Empat perempuan kemudian kembali ke rumah setelah pemakaman yang disertai hujan itu selesai. Beberapa kerabat menemani kami, mengenang sosok pendiam itu kembali. Tidak ada yang diperlakukan sama persis. Ia memperlakukan orang seusai dengan karakternya masing-masing. Si Sulung akan diajak berdiskusi dan diberikan keputusan final, Si Tengah di motivasi dengan di tantang dan Si Bungsu akan diajak bicara dari hati ke hati lalu di minta membuat keputusan sendiri. Anehnya semua keputusan yang diambil putrinya sesuai dengan keinginan beliau. Si Sulung yang mapan di Riau akhrinya bekerja di Padang dan menjadi Spesialis. Si Tengah yang settle di swasta akhirnya PNS Pusat dengan penempatan Padang. Si Bungsu yang bersikeras menolak menjadi Dokter akhirnya memilih menjadi Psikolog Klinis. Kami menyebutnya “Jebakan Betmen” papa.

Tiap hari tamu berdatangan dan saat itu juga kami mendapatkan hal baru tentang beliau.
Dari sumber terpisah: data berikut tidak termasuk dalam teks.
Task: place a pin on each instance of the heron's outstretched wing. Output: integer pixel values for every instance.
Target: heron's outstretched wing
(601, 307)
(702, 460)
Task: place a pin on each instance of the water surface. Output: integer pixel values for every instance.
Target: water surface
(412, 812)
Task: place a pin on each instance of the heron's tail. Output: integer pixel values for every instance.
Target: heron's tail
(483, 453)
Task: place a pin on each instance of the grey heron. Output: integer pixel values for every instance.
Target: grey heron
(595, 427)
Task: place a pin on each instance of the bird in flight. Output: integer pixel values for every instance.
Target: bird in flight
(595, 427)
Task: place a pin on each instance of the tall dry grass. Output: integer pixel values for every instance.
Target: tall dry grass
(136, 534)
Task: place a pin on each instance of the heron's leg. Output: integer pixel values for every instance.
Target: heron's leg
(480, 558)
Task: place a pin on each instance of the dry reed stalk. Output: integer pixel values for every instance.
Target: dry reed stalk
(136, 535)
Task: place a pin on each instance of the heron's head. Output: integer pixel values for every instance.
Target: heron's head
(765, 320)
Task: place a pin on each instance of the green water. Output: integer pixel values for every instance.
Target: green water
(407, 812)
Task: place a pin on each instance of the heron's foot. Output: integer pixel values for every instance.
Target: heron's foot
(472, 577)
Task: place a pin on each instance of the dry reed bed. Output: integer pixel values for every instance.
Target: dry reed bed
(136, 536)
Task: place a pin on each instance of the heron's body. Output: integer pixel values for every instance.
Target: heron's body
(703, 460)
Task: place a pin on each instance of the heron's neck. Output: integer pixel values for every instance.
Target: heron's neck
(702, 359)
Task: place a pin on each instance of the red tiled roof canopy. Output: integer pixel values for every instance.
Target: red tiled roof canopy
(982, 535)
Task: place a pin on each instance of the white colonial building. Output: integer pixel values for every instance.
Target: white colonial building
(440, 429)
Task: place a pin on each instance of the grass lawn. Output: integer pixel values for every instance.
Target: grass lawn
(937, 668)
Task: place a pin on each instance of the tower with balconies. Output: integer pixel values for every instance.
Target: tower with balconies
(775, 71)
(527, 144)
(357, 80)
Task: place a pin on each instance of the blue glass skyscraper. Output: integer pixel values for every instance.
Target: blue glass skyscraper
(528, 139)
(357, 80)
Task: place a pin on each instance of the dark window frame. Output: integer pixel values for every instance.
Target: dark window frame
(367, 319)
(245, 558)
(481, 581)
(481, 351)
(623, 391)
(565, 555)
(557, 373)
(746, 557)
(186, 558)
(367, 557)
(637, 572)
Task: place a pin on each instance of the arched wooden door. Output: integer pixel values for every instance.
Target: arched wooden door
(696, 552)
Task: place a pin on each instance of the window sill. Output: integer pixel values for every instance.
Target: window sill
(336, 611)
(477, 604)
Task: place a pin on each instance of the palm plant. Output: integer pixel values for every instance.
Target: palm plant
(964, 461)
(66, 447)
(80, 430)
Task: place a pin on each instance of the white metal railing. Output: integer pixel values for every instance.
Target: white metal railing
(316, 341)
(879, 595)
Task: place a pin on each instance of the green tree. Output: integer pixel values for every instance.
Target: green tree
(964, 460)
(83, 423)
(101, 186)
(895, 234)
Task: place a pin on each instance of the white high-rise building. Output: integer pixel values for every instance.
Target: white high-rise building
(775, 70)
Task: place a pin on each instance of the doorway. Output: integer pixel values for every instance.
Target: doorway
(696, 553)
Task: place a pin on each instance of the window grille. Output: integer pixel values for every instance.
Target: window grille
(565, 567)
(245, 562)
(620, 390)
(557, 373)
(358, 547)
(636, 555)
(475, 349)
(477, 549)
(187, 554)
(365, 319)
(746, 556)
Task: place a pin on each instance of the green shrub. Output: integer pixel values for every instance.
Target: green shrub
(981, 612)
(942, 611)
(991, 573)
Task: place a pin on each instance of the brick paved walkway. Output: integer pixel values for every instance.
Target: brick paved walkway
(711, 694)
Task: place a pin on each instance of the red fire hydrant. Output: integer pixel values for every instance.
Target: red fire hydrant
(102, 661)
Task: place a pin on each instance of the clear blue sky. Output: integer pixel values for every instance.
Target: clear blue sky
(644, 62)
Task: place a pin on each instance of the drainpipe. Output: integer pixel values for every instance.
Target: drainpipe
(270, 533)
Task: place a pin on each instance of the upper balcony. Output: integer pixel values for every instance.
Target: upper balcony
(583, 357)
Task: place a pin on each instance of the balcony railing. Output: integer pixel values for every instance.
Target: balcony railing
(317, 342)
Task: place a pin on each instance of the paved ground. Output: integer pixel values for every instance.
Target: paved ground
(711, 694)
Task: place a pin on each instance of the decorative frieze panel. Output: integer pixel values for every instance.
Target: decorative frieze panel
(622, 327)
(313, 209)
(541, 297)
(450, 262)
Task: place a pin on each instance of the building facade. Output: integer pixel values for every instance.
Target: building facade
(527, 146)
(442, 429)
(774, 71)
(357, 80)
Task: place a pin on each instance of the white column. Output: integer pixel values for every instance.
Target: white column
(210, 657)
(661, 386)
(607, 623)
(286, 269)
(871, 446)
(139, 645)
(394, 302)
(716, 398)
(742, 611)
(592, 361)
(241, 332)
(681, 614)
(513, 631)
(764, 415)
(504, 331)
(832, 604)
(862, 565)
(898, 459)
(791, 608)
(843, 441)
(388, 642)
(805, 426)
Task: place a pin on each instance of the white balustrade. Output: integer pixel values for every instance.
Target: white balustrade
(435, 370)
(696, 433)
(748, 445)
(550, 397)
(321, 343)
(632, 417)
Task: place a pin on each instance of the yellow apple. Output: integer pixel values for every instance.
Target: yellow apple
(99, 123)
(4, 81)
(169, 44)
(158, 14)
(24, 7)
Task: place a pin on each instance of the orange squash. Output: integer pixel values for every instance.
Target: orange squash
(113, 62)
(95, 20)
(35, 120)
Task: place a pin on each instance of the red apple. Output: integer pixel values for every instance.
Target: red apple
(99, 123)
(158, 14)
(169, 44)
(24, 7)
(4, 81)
Belajar yang makin banyak setelah kepergian beliau.Semua hal menjadi  pisau bermata dua. Kenangan-kenangan tentang beliau malah memberatkan untuk menemui tamu. Cinta itu diam-diam mengubah dirinya menjadi kehilangan yang teramat sangat. Aku mulai malas bertemu dengan orang, menarik diri, banyak tidur, asam lambung yang selalu tinggi dan lebih diam. Hidup yang tidak terasa seperti hidup.


Waktu berlalu dan kehidupan harus berjalan. Hati kosong dan dayaku seakan lumpuh namun kakiku melangkah ke perantauan. Aku menemui teman-teman terdekatku, menyelesaikan apa yang harus kuselesaikan lalu menarik diri kembali.  Penyakitku kambuh, imun yang tidak bagus membawa virus flu pun ikut mengerogoti badan. Suatu dini hari segala sakit dan sedih itu menyerang bersamaan. Aku sulit bernafas, vertigo dan kram perut. Ketakutan menyelimuti seketika. Bagaimana bila kematian kedua datang mengetuk pintu rumah kami lagi dan aku yang pergi bersamanya. Saat itu setelah memasukkan semua obat dan memasang oksigen kaleng ke diriku. Aku butuh bantuan.